C'est avec une grande tristesse que nous avons appris le décès d'Andy de Groat, figure majeure du monde chorégraphique. Le chorégraphe s'est éteint à Montauban à l'âge de 72 ans .

Théâtre Benoît XII pendant les Hivernales, bruissant, bouillant, comble… Cœur battant d’un festival d’hiver chaud comme l’été. En 2006, le thème en était Transmission. Amélie Grand a rameuté quelques pointures, comme Wilfride Piolet et Jean Guizerix. Avec Jean-Christophe Paré, ils sont revenus danser Giselle échappée, joyaux de déconstruction qu’ils défendent sous des formes différentes depuis sa création en 1980. A peine la pièce achevée, l’ovation monte, tout le monde se lève, tape des pieds (c’est courrant au Benoît XII d’alors), crie et s’enthousiasme.
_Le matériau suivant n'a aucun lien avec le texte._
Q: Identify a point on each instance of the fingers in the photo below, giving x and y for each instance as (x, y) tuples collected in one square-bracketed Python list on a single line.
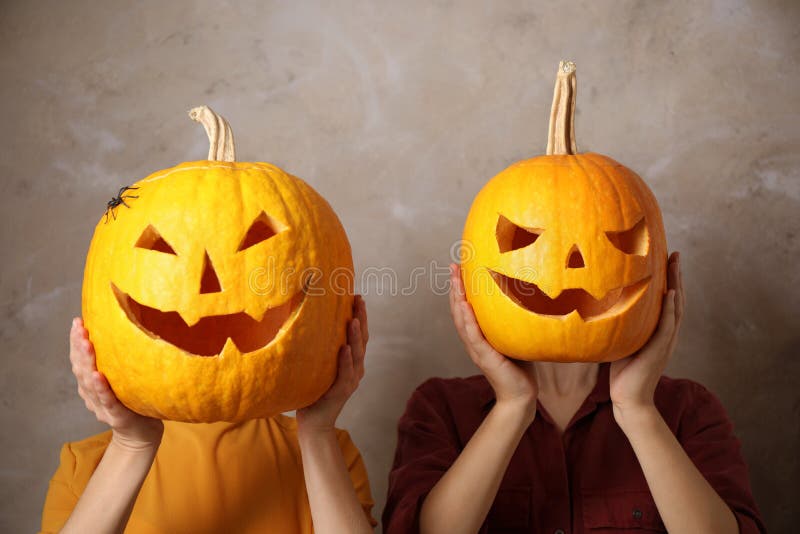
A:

Une fine silhouette et un profil de vieux sage, longue chevelure poivre et sel autant que longue barbe, reste assise au quatrième ou cinquième rangs. Soudain, la salle entière, prenant conscience de sa présence, se tourne vers ce petit homme discret et, tous debout, dans une longue, très longue acclamation, salue le chorégraphe du petit bijou que viennent d’interpréter les étoiles.

Sans s’annoncer, parti seul de Montauban où il s’était réfugié, voyageant en train malgré de très grosses difficultés de santé, Andy de Groat était revenu dans Avignon et tout le public de la danse lui rendait hommage.

Un de ces retours inattendus dont fut coutumier un artiste qui n'a jamais suivi la ligne droite mais dont la carrière fut une succession de réussites éclatantes et de disparitions brutales, tenant autant de l’évitement que de la malchance.

Andy de Groat était né le 25 novembre 1947 à Patterson (New-Jersey). Fils d’un père camionneur et chanteur-amateur de country-western et d'une mère femme au foyer, pas très bon élève de son aveu même, il s’installe rapidement à New York pour suivre une école de beaux-arts. Il vit de petits boulots, mais fait la rencontre de Robert Wilson, dit Bob, commence à travailler avec lui, et suit parallèlement les enseignements de Balanchine, Robbins, Cunningham, Kenneth King, Yvonne Rainer, Richard Foreman, Jack Smith… Tout ce que la ville peut offrir de danse à un moment singulier de son histoire. Depuis le tout début des années 1960, derrière Yvonne Rainer et Simone Forti, nourrit des influences d’Anna Halprin restée sur la côte Ouest, toute une génération réinvente la danse en proclamant que tout le monde danse. On veut rompre avec les formes savantes, y compris celle, moderne, du maître Cunningham (même si John Cage et donc indirectement Merce influence profondément le mouvement).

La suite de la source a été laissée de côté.